Wahlrab seems to have taken to heart Edouard Manet’s observation that “there are no lines in nature, only areas of color, one against another.” In her 30-by-30-inch “Rest Stop,” details have dissolved into a lush color field of vibrant earth tones highlighted with red and orange. At the very top of the painting is a passage of textural sky; a patch of ephemeral blue is layered at lower left. Wahlrab’s spaces are like the background of the “Mona Lisa” — sfumato, the art term for mist, saturates her paintings. She works on clayboard, a smooth ground that allows surface scratching and is tougher than paper or canvas. Watercolors dry in translucent layers on its surface, and the artist’s numerous strata achieve unique and spectacular effects.

“Breaking Trail” and “Banks of Kitchigami” are long, rectangular pieces that place a bit more emphasis on linear structure. Wahlrab’s vertical, 24-by-12-inch “Breaking Trail” has a low horizon buried deeply in the woods. The denuded deciduous trees are only lightly burdened by snow. Stark transitions of value describe the thicket.

Wahlrab’s “Banks of Kitchigami” — which references the Ojibwa name for Lake Superior — is a 12-by-36-inch wooded setting with a darker foreground and a light-value, atmospheric background. A few broad tree trunks in the foreground anchor the composition.

Bisson is also an artist of the woods, but her collaged forms are broader, their textures seemingly more organic. She has written, “I try to push paper to new extremes.” Indeed, Bisson alters, paints and draws on her papers. Materials are layered, as in sedimentary rock, and she adjusts values to create depth in her compositions.

In “Moss Glenn Falls, Granville, Vermont,” white water cascades over gray and brown boulders into a calm pool of light blues along the bottom of the 38-by-50-inch canvas. Along the top and in the upper corners are deep greens and blue green, broken into interwoven, geometric forms.

The 50-by-38-inch “Pines” is focused on three vertical tree trunks, perfectly tuned to create depth. Progressing from lightest on the left to darkest on the right, the trees have craggy, rough bark achieved by manipulating the collaged papers. Bisson’s background has smoother, light-green hills, and patches of light-blue sky peek from the canopy of forest green.

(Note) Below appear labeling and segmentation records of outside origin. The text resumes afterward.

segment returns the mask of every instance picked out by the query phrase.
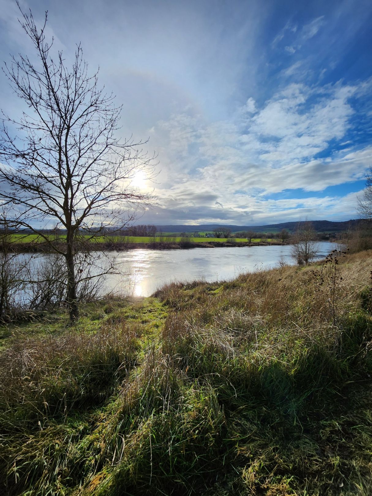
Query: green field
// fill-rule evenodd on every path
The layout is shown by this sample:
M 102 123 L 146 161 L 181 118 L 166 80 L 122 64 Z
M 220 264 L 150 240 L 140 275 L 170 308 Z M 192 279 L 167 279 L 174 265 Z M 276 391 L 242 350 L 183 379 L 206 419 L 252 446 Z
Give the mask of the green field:
M 53 235 L 50 235 L 48 237 L 48 239 L 51 240 L 53 240 L 54 239 L 63 240 L 65 239 L 66 236 L 65 235 L 63 234 L 59 236 L 58 237 L 56 237 Z M 163 240 L 165 240 L 165 242 L 171 241 L 172 243 L 179 243 L 182 241 L 186 241 L 183 239 L 183 238 L 181 238 L 180 236 L 165 236 L 163 237 L 162 238 L 160 236 L 156 236 L 155 238 L 155 242 L 160 243 L 162 239 Z M 191 237 L 187 238 L 186 240 L 190 241 L 191 243 L 204 243 L 210 242 L 212 242 L 213 243 L 226 243 L 228 241 L 229 242 L 231 242 L 232 241 L 231 239 L 228 240 L 226 238 Z M 248 240 L 246 238 L 233 238 L 232 240 L 233 243 L 235 242 L 237 243 L 247 243 L 248 242 Z M 11 235 L 11 241 L 12 242 L 16 243 L 42 243 L 45 242 L 44 238 L 37 234 L 13 234 Z M 258 243 L 261 241 L 262 240 L 260 238 L 252 240 L 252 241 L 253 243 Z M 271 242 L 274 240 L 271 239 L 268 239 L 267 241 Z M 95 243 L 108 243 L 114 242 L 122 243 L 128 242 L 129 243 L 153 243 L 153 241 L 154 238 L 150 236 L 97 236 L 97 238 L 94 239 L 94 242 Z
M 371 496 L 371 256 L 0 325 L 0 494 Z

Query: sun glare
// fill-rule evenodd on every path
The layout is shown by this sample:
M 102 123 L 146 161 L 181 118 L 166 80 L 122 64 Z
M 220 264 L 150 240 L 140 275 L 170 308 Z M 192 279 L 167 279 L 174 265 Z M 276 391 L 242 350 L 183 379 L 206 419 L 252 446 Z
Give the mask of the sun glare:
M 140 189 L 146 187 L 146 175 L 143 171 L 137 171 L 135 173 L 132 179 L 131 185 L 133 187 L 137 187 Z

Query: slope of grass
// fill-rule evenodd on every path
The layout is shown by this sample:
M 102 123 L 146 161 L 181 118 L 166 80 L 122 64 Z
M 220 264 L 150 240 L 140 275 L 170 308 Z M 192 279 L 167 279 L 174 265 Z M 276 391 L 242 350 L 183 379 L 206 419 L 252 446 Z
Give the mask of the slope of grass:
M 63 241 L 63 240 L 66 239 L 65 235 L 59 235 L 58 238 L 54 236 L 53 235 L 47 235 L 47 237 L 50 241 L 54 241 L 55 240 Z M 86 237 L 87 238 L 88 237 Z M 181 238 L 180 236 L 171 236 L 167 237 L 166 238 L 166 240 L 168 240 L 168 238 L 170 237 L 173 243 L 179 243 L 183 241 L 183 238 Z M 43 243 L 45 242 L 45 240 L 43 237 L 39 236 L 37 234 L 12 234 L 10 237 L 11 241 L 13 243 L 17 244 L 27 244 L 27 243 L 34 243 L 35 244 L 38 243 Z M 226 243 L 228 241 L 231 242 L 231 239 L 228 240 L 226 238 L 205 238 L 205 237 L 200 237 L 200 238 L 195 238 L 193 237 L 191 237 L 187 238 L 187 240 L 190 241 L 191 243 L 206 243 L 208 242 L 213 242 L 214 243 Z M 152 238 L 150 236 L 114 236 L 112 237 L 105 237 L 105 236 L 97 236 L 94 238 L 94 243 L 108 243 L 112 241 L 114 243 L 140 243 L 140 244 L 150 244 L 154 242 L 154 238 Z M 163 240 L 163 238 L 160 236 L 156 236 L 155 237 L 155 242 L 157 243 L 160 243 L 162 240 Z M 247 238 L 234 238 L 234 241 L 236 241 L 237 243 L 247 243 L 248 240 Z M 265 239 L 265 241 L 276 241 L 279 242 L 278 240 L 274 240 L 271 239 Z M 253 243 L 259 243 L 262 241 L 261 238 L 255 238 L 251 240 Z
M 371 254 L 13 328 L 2 493 L 372 494 Z

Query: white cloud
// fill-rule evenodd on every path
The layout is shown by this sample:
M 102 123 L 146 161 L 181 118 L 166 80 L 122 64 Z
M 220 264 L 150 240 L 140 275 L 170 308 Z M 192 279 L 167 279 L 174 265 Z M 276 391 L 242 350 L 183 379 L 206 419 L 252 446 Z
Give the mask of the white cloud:
M 316 34 L 320 28 L 324 24 L 324 15 L 321 15 L 314 19 L 303 27 L 301 35 L 304 40 L 310 40 Z
M 289 54 L 293 55 L 296 52 L 296 49 L 294 47 L 286 47 L 285 49 Z

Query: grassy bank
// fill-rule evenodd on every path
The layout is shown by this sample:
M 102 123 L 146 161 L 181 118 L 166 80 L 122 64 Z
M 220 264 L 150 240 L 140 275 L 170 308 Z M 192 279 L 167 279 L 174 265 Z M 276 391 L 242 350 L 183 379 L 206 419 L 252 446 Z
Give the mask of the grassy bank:
M 0 493 L 372 493 L 372 253 L 3 328 Z
M 52 250 L 50 243 L 37 234 L 11 234 L 8 236 L 8 243 L 12 249 L 21 252 L 49 252 Z M 65 236 L 58 237 L 52 235 L 46 236 L 49 242 L 63 248 Z M 82 237 L 82 244 L 85 249 L 123 250 L 137 248 L 149 248 L 164 249 L 179 248 L 214 248 L 225 246 L 248 246 L 262 244 L 265 245 L 282 245 L 277 239 L 255 238 L 248 242 L 247 238 L 190 237 L 155 236 L 97 236 L 89 240 L 87 237 Z

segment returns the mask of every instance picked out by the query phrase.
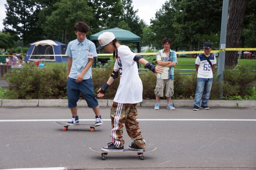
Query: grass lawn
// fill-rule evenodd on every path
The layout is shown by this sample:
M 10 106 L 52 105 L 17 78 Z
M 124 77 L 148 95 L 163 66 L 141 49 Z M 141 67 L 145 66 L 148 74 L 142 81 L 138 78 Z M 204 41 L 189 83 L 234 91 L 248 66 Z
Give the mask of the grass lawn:
M 195 58 L 178 58 L 178 64 L 175 66 L 175 69 L 195 69 Z M 216 58 L 217 60 L 218 58 Z M 255 69 L 256 69 L 256 60 L 254 61 L 249 61 L 248 59 L 240 59 L 239 61 L 239 64 L 243 64 L 248 66 L 254 66 Z M 46 66 L 47 67 L 54 67 L 56 65 L 61 65 L 63 66 L 67 67 L 68 64 L 67 62 L 47 62 Z M 191 73 L 191 71 L 181 71 L 181 73 Z

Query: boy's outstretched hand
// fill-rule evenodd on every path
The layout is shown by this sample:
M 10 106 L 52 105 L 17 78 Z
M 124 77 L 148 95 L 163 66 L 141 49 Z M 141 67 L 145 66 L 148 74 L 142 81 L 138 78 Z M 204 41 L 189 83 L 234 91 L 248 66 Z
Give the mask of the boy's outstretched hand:
M 98 93 L 99 94 L 98 94 L 98 95 L 97 95 L 97 96 L 98 96 L 98 97 L 103 97 L 104 96 L 104 95 L 105 95 L 104 94 L 103 94 L 103 93 L 101 93 L 100 92 L 100 90 L 101 89 L 101 88 L 99 89 L 98 91 L 97 91 L 97 93 Z

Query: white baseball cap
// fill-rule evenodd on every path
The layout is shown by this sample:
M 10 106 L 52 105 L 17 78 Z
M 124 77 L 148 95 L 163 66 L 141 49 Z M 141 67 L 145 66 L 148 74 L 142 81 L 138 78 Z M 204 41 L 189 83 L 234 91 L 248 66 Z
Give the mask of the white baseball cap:
M 108 44 L 115 38 L 115 35 L 110 32 L 105 32 L 101 33 L 98 37 L 99 43 L 100 45 L 97 47 L 96 50 L 101 49 Z

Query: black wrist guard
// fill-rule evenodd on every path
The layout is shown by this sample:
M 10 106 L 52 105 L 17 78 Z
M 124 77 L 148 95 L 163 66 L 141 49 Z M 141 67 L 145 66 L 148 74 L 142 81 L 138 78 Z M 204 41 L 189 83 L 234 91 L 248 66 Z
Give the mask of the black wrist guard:
M 101 89 L 100 92 L 102 94 L 106 94 L 106 92 L 107 92 L 107 90 L 109 87 L 109 85 L 107 84 L 107 83 L 105 83 L 105 84 L 103 85 L 103 86 L 101 88 Z
M 113 71 L 113 73 L 114 74 L 114 75 L 113 75 L 113 74 L 111 74 L 111 76 L 113 77 L 113 79 L 114 79 L 114 80 L 118 77 L 118 72 L 115 72 L 115 71 Z
M 139 60 L 142 58 L 143 58 L 142 56 L 141 55 L 137 54 L 135 56 L 135 57 L 134 57 L 134 58 L 133 58 L 133 60 L 136 62 L 138 62 Z
M 152 64 L 150 62 L 148 62 L 146 65 L 146 67 L 149 70 L 151 70 L 154 73 L 155 73 L 155 67 L 156 67 L 156 66 L 154 64 Z

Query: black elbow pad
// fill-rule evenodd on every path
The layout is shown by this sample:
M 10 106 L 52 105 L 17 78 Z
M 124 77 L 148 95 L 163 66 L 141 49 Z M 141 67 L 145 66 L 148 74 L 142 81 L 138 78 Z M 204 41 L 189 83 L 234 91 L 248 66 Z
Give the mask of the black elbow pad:
M 115 71 L 113 71 L 113 73 L 111 74 L 111 76 L 113 77 L 113 79 L 114 79 L 114 80 L 118 77 L 118 72 L 115 72 Z

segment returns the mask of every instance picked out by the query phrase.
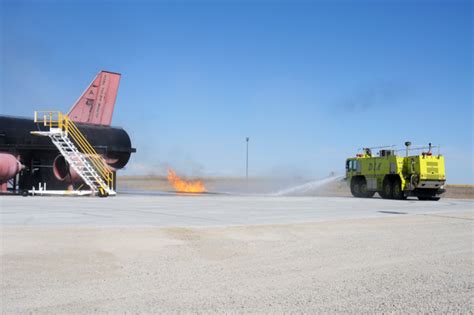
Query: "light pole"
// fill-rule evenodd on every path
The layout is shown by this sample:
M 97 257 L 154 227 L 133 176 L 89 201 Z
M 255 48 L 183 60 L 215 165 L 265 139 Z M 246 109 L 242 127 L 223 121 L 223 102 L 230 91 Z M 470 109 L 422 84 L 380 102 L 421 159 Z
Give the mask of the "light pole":
M 245 163 L 245 178 L 247 180 L 247 184 L 249 182 L 249 140 L 249 137 L 245 138 L 245 141 L 247 142 L 247 158 Z

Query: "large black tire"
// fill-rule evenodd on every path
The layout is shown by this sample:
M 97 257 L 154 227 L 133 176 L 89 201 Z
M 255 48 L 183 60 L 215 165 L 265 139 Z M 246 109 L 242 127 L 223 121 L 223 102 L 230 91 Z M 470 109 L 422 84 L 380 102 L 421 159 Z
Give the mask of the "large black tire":
M 379 194 L 384 199 L 392 199 L 393 198 L 392 181 L 390 179 L 386 178 L 383 181 L 382 191 Z
M 406 199 L 405 194 L 402 190 L 402 183 L 399 179 L 392 181 L 392 198 L 393 199 Z

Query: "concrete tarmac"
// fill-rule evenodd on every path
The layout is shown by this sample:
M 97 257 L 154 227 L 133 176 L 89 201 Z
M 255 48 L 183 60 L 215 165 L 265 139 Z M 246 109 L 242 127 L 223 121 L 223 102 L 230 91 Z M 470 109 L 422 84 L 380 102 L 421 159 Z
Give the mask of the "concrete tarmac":
M 436 214 L 472 210 L 473 200 L 232 195 L 0 197 L 3 226 L 230 226 Z

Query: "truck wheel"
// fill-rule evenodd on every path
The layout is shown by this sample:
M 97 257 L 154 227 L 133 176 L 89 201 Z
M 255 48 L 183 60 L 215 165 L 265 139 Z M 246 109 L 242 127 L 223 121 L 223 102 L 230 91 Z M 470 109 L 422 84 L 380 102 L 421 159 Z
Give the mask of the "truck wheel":
M 402 190 L 402 183 L 400 182 L 400 180 L 394 180 L 391 186 L 393 199 L 406 199 L 405 194 Z
M 365 179 L 361 179 L 359 181 L 360 184 L 360 196 L 363 198 L 372 198 L 375 194 L 375 191 L 368 191 L 367 190 L 367 181 Z
M 384 180 L 382 193 L 380 194 L 384 199 L 392 199 L 392 182 L 389 179 Z
M 351 181 L 351 194 L 354 197 L 361 197 L 360 194 L 360 181 L 358 178 L 353 178 Z

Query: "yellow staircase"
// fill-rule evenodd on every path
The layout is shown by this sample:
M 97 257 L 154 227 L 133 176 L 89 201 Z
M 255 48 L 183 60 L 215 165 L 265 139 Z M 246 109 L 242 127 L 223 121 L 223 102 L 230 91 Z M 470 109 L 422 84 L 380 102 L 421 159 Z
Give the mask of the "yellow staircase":
M 31 133 L 49 137 L 94 194 L 99 196 L 116 194 L 113 190 L 113 171 L 67 115 L 57 111 L 36 111 L 34 121 L 49 130 Z

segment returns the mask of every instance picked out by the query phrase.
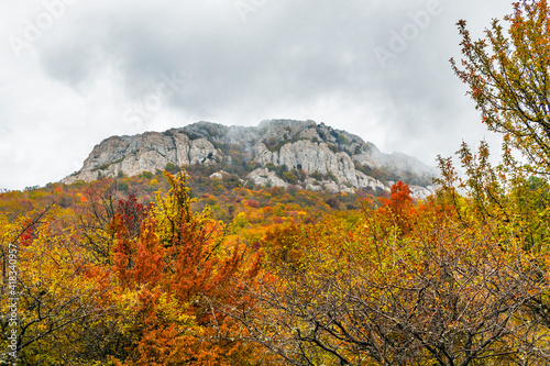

Bisson also presents watercolor studies of her collages, and a few pencil drawings that exhibit the same attention to detail those collages do. In the 16-by-12-inch “Fawn’s Leap,” the values run the gamut from black to white, and the composition is vertically bisected by an escarpment. A 14-by-11-inch watercolor of the same scene is pushed to the right, with the falls more centered. Bisson adjusted and rediscovered the scene in several images, each successful in different ways.

Bisson has thoroughly mastered the use of collage, and Wahlrab practically reinvented the way to paint with watercolor. But these artists’ innovative approaches are not the only reasons theirs is a fine exhibition. Manet also noted, “It is not enough to know your craft — you have to have feeling.” And feeling is the spark that makes this show vital art.